Granted, we’ve only driven it on a circuit and under controlled conditions but there’s no getting away from the fact that the X6’s handling sets new, lofty standards for a car this size. Perhaps more importantly given the badge sitting up front in the middle of its kidney grille, it’s a very entertaining car from behind the steering wheel.
The effectiveness of DPC is immediately obvious; the X6 prototypes we drove were noticeably sharper in their actions than the standard X5 that was on hand for comparison purposes. By varying the degree of drive to either the left- or right-hand side rear wheels, it cornered in a more neutral fashion and with greater purchase from its big Dunlop SP Sport Max tyres. The system is seamless and fast-acting. You don’t notice it transferring the drive, but you do feel the benefit.
The new BMW boasts superb levels of body control, loads of traction and a heightened level of grip. Comparisons with the Porsche Cayenne will have to wait a few months, but we wouldn’t be surprised to see the BMW X6 shoot straight to the top of its class on dynamic prowess when it is launched early next year.
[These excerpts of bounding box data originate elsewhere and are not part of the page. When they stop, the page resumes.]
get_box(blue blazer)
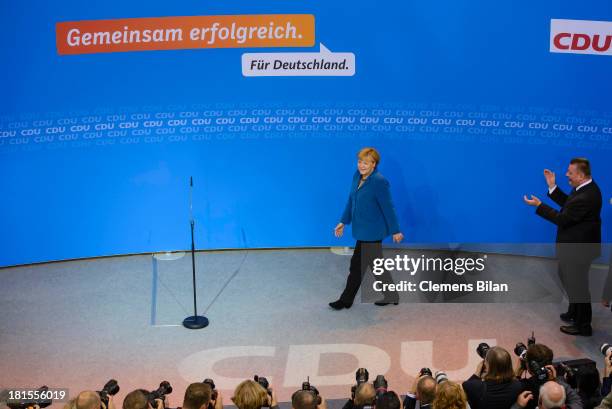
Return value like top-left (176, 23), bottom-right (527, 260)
top-left (340, 169), bottom-right (400, 241)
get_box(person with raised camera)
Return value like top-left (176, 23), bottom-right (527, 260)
top-left (463, 343), bottom-right (522, 409)
top-left (181, 382), bottom-right (223, 409)
top-left (404, 368), bottom-right (437, 409)
top-left (232, 376), bottom-right (278, 409)
top-left (123, 389), bottom-right (164, 409)
top-left (342, 382), bottom-right (376, 409)
top-left (431, 381), bottom-right (469, 409)
top-left (516, 344), bottom-right (582, 409)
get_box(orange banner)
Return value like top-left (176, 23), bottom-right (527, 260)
top-left (55, 14), bottom-right (315, 55)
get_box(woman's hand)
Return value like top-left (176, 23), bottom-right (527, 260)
top-left (334, 223), bottom-right (344, 237)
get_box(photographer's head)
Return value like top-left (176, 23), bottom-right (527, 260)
top-left (432, 381), bottom-right (467, 409)
top-left (484, 346), bottom-right (514, 383)
top-left (232, 379), bottom-right (270, 409)
top-left (183, 382), bottom-right (212, 409)
top-left (123, 389), bottom-right (152, 409)
top-left (353, 382), bottom-right (376, 406)
top-left (538, 381), bottom-right (565, 409)
top-left (376, 391), bottom-right (402, 409)
top-left (74, 391), bottom-right (102, 409)
top-left (525, 344), bottom-right (554, 375)
top-left (416, 375), bottom-right (437, 404)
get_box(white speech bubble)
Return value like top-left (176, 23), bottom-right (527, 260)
top-left (242, 44), bottom-right (355, 77)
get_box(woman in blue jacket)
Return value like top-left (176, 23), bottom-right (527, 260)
top-left (329, 148), bottom-right (404, 310)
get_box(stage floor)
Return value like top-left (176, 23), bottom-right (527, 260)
top-left (0, 249), bottom-right (612, 407)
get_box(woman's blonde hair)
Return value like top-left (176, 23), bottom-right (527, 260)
top-left (232, 379), bottom-right (268, 409)
top-left (483, 346), bottom-right (514, 383)
top-left (357, 147), bottom-right (380, 167)
top-left (432, 381), bottom-right (467, 409)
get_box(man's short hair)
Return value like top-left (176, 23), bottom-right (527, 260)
top-left (376, 391), bottom-right (401, 409)
top-left (74, 391), bottom-right (102, 409)
top-left (570, 158), bottom-right (591, 177)
top-left (183, 382), bottom-right (212, 409)
top-left (538, 381), bottom-right (565, 409)
top-left (417, 376), bottom-right (438, 404)
top-left (123, 389), bottom-right (149, 409)
top-left (353, 382), bottom-right (376, 406)
top-left (291, 391), bottom-right (317, 409)
top-left (525, 344), bottom-right (554, 366)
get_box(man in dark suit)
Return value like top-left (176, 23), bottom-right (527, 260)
top-left (524, 158), bottom-right (602, 336)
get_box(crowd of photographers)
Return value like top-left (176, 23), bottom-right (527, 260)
top-left (9, 338), bottom-right (612, 409)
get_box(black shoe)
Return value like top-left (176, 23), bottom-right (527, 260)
top-left (329, 300), bottom-right (352, 310)
top-left (374, 301), bottom-right (399, 307)
top-left (559, 325), bottom-right (593, 337)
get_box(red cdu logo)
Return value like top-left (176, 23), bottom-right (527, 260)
top-left (550, 19), bottom-right (612, 55)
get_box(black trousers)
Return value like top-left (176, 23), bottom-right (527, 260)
top-left (559, 260), bottom-right (593, 327)
top-left (340, 240), bottom-right (399, 305)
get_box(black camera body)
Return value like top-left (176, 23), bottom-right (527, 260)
top-left (97, 379), bottom-right (121, 408)
top-left (528, 361), bottom-right (548, 384)
top-left (202, 378), bottom-right (219, 401)
top-left (374, 375), bottom-right (389, 399)
top-left (291, 377), bottom-right (322, 406)
top-left (476, 342), bottom-right (491, 359)
top-left (351, 368), bottom-right (370, 399)
top-left (147, 381), bottom-right (172, 409)
top-left (419, 368), bottom-right (433, 378)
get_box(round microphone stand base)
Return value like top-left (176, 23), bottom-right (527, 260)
top-left (183, 315), bottom-right (208, 329)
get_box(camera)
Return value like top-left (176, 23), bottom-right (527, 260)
top-left (97, 379), bottom-right (120, 408)
top-left (419, 368), bottom-right (433, 378)
top-left (147, 381), bottom-right (172, 409)
top-left (514, 342), bottom-right (527, 361)
top-left (514, 331), bottom-right (535, 365)
top-left (529, 361), bottom-right (548, 384)
top-left (291, 377), bottom-right (321, 406)
top-left (435, 371), bottom-right (448, 384)
top-left (476, 342), bottom-right (491, 359)
top-left (202, 378), bottom-right (219, 401)
top-left (253, 375), bottom-right (272, 397)
top-left (599, 343), bottom-right (612, 361)
top-left (351, 368), bottom-right (370, 399)
top-left (374, 375), bottom-right (389, 398)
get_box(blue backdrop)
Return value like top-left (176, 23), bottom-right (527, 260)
top-left (0, 0), bottom-right (612, 265)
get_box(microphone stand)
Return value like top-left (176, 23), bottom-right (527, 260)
top-left (183, 176), bottom-right (208, 329)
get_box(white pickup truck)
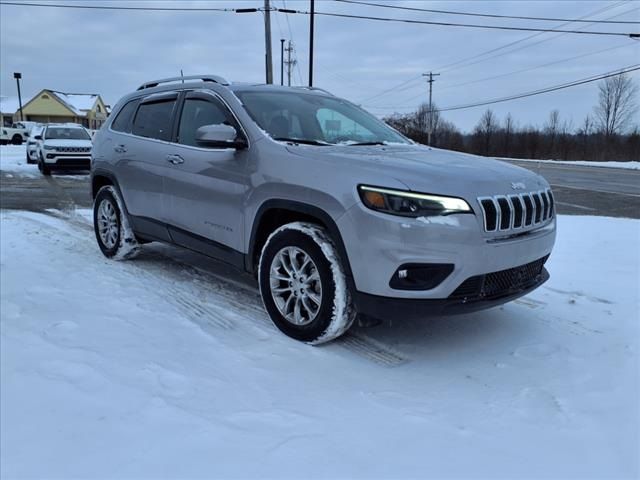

As well as providing more neutral handling, DPC also serves to cut the amount of steering input required. It was noticeably reduced during lane change manoeuvres and more challenging skid pan tests laid on by BMW. When mated with BMW’s active steering system, it provides the X6 with a highly direct steering feel. Turn-in is miraculously sharp for such a hefty lump of four-wheel drive, yet stability remains rock solid at higher speeds.
Should I buy one?
It’s too early to be sure; our drive of the X6 was way too short to indicate with any certainty just how it will perform on the road. We don’t know enough about its mechanical specification or its projected price to recommend it, either. Rest assured, though, that if you’ve placed an order on one in the hope of taking delivery of the finest-handling SUV on the market, you’re exceedingly unlikely to be disappointed.